Jude met Isaac at film school; they’ve been married for nearly 30 years.
“Filmmaking is not an easy craft,” she concedes. “It requires tremendous perseverance and optimism. But the most challenging part is fundraising. We spend 80 percent of our productive time doing that.”
Several years ago, Jude fell off a ladder and broke her wrist and knee. During the six months she was unable to walk, her golden retriever, Scout, never left her side.
“It was really healing,” she says. Predictably, it made her think about a documentary. She started reading about people abandoning their dogs, which was especially common during the foreclosure crisis.
Jude began writing “Rescue Me,” about dogs and the people who rescue them. Soon she asked herself, ‘What can I do to help here in San Diego?’ Employing her skills as a producer, organizer, facilitator and people-and-pet person, she brought together all those involved in dog rescue and inaugurated the Doggie Street Festival.
Now in its third year (coming July 31 to Liberty Station/NTC in Point Loma), the festival has become the major pet adoption event in Southern California.
The first year, 2009, a few hundred people were expected to come; 5,000 showed up.
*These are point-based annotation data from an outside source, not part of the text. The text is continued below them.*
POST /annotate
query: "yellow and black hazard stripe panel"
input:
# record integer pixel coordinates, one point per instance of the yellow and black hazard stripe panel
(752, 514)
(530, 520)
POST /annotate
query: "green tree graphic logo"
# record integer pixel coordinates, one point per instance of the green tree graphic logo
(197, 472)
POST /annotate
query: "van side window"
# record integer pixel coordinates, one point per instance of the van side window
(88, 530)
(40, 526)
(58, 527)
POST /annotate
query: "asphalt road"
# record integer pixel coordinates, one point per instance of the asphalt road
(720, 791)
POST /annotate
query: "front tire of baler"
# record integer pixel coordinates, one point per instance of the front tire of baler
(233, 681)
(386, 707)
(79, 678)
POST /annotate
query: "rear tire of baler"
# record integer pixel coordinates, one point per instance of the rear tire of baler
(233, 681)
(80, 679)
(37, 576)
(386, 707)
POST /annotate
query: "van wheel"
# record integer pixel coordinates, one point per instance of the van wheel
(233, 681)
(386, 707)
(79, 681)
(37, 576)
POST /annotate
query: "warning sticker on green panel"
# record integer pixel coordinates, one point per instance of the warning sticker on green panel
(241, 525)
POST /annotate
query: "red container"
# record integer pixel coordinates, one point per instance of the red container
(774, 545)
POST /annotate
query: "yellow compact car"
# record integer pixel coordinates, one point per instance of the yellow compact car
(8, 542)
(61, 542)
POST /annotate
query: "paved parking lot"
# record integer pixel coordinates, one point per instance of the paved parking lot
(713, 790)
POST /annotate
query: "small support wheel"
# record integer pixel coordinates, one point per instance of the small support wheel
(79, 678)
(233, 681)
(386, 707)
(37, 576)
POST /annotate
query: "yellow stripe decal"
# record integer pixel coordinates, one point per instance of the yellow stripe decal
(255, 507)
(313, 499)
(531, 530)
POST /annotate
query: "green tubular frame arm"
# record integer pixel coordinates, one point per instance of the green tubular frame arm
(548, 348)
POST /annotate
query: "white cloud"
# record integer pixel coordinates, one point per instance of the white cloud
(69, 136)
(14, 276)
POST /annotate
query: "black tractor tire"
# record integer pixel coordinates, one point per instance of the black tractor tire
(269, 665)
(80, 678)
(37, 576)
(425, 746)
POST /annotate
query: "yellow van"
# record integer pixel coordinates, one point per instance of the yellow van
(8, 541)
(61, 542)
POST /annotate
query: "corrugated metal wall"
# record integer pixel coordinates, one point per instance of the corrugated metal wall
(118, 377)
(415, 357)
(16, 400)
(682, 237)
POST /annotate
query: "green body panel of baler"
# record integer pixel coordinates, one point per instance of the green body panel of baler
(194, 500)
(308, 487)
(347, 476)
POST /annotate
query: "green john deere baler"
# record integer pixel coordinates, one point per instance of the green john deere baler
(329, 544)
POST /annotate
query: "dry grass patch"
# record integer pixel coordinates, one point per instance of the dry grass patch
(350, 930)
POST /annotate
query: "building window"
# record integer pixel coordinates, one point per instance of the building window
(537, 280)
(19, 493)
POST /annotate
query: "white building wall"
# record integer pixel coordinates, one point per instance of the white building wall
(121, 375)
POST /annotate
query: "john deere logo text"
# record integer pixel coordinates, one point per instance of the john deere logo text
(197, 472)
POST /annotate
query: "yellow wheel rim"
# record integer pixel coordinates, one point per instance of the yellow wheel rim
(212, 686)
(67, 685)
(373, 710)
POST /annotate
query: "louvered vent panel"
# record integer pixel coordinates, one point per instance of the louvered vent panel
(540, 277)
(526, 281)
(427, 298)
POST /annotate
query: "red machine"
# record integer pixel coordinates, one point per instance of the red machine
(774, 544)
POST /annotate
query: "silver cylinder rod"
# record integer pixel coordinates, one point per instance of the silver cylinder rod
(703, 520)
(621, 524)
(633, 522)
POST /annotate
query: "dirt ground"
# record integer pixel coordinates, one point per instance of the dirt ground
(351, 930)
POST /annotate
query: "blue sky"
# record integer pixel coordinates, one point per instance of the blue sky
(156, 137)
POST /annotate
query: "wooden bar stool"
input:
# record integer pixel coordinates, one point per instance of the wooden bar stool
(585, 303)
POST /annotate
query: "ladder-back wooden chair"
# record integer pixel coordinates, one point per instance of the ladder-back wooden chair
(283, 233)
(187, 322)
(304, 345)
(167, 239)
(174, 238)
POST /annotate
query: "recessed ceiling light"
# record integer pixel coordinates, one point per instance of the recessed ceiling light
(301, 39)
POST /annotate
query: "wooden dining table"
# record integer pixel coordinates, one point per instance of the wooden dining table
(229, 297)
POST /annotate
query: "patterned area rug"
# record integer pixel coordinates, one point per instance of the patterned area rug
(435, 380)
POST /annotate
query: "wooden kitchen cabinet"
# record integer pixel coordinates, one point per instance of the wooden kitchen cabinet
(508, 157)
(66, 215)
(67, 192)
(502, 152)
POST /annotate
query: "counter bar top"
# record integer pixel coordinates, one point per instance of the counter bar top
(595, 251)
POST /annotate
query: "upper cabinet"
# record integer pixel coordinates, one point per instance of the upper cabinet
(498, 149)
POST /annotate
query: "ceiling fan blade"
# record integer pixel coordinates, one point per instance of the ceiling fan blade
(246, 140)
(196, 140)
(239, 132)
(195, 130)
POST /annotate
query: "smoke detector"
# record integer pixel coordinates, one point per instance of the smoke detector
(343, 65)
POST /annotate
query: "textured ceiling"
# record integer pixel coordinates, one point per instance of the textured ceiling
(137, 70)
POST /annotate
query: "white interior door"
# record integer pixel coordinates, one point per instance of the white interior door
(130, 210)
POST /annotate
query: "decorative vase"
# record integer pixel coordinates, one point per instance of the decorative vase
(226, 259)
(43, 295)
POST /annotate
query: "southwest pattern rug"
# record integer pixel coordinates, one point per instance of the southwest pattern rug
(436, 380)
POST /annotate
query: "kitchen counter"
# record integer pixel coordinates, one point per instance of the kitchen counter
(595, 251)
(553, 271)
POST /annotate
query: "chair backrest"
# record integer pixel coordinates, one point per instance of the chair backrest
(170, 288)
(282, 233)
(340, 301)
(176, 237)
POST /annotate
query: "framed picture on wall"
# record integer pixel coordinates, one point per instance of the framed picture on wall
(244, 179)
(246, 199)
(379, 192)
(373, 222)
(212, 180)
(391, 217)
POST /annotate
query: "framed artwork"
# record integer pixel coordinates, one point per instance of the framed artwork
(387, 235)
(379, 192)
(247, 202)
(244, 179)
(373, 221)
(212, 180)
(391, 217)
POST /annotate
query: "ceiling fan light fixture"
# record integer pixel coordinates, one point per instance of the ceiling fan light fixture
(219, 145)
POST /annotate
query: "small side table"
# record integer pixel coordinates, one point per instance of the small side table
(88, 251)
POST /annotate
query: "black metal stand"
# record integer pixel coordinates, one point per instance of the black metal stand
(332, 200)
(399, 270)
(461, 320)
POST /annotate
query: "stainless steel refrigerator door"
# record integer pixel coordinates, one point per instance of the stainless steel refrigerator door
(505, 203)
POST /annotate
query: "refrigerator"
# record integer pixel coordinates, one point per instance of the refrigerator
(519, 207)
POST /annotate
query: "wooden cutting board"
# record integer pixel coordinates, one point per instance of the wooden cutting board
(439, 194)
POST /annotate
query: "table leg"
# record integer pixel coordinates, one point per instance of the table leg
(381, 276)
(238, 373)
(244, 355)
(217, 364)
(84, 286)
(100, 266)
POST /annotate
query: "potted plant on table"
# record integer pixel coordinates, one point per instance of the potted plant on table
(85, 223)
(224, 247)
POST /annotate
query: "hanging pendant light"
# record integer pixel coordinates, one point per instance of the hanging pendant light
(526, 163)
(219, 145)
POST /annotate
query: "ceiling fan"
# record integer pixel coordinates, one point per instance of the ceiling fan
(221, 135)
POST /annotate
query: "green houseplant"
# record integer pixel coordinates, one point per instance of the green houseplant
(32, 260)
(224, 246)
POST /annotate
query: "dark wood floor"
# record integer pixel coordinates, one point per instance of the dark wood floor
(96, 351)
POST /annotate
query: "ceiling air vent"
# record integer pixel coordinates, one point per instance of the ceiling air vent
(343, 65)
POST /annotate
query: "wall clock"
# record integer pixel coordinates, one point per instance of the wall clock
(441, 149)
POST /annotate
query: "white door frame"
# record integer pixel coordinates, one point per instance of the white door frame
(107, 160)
This time, Jude’s increasing the educational element, as well as providing entertainment, food, pet products and services — and dogs for adoption.
She’s working on the screenplay for an animated feature for kids, based on the dog adoption information she’s accrued. The feature film, “Cholo and Scout,” pays homage to her own beloved Scout, named for the main character in “To Kill a Mockingbird.” Isaac is co-producing.
“Real life feeds your fictional creativity,” Jude asserts.
Right now, in addition to shooting, fundraising and gearing up for showing “Frontier Jews” at the 2011 San Diego Jewish Film Festival, Isaac is presenting a sneak-peek of the documentary at a San Diego Jewish Education event (May 2, 10 a.m. and 7 p.m. at the Lawrence Family JCC).
“The way we survive professionally,” Isaac explains, “is we only develop projects we love. ‘Frontier Jews’ has become my obsession. Having Jude produce frees me up to write and direct. We’re both consumed by the story.”
“‘Frontier Jews’ has all the emotions, mystery, fascination and whimsy of the Wild, Wild West,” adds Jude. “And who doesn’t love that?”